Methods: Surgical trainees from Core Training 1 to Specialty Training 8 in one training region of the United Kingdom were invited to voluntarily undertake the online Strengthscope™ assessment tool. The computer-generated report was reviewed by an Occupational Psychologist and trainees were then invited to have a strengths-focused feedback discussion on that report, either face-to-face or via telephone.

Results: Thirty four surgical trainees ranging from CT1 to ST6 completed the tool and 28 undertook the voluntary feedback sessions. Decisiveness, self-improvement, efficiency, emotional control and critical thinking were common strengths identified. Less commonly represented were leading, creativity and developing others. Trainees found that the tool and feedback helped them identify their strengths and embrace them, rather than fitting the surgical mould. It further aided the recognition of strengths in-overdrive and for some trainees it helped explain difficulties they had experienced in previous jobs. It provided insight into individual motivations and character whilst also highlighting how others in the workplace might perceive them. Trainees liked the emphasis on the building up of positive attributes and utilizing innate skills and strengths. The feedback consultation from an accredited coach trained in the Strengthscope™ tool was judged by trainees to be crucial to a full understanding of the report and its potential implications.

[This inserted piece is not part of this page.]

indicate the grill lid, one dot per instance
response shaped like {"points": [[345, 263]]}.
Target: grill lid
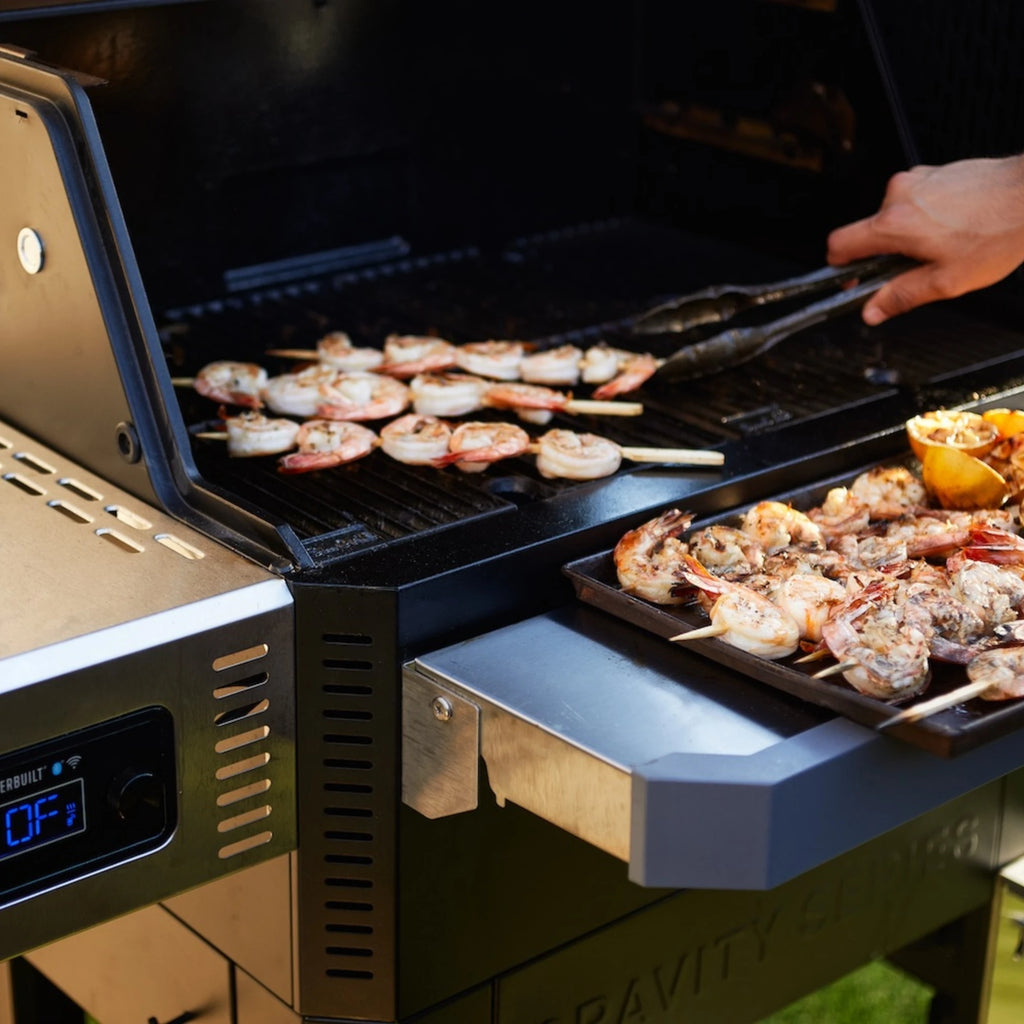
{"points": [[77, 339]]}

Conclusions: Surgical trainees have a wide range of strengths which, if identified and focused upon, could help them to fulfil their greatest potential at work. Strengthscope™ has provided new insights into the range of skills and talents of surgical trainees and has a potential role in providing more advanced educational supervision and mentorship. For these trainees, the assessment and feedback discussion aided their personal and professional development, highlighting where their most significant strengths lay with a view to making their daily working lives more fulfilling and, hopefully, helping them excel.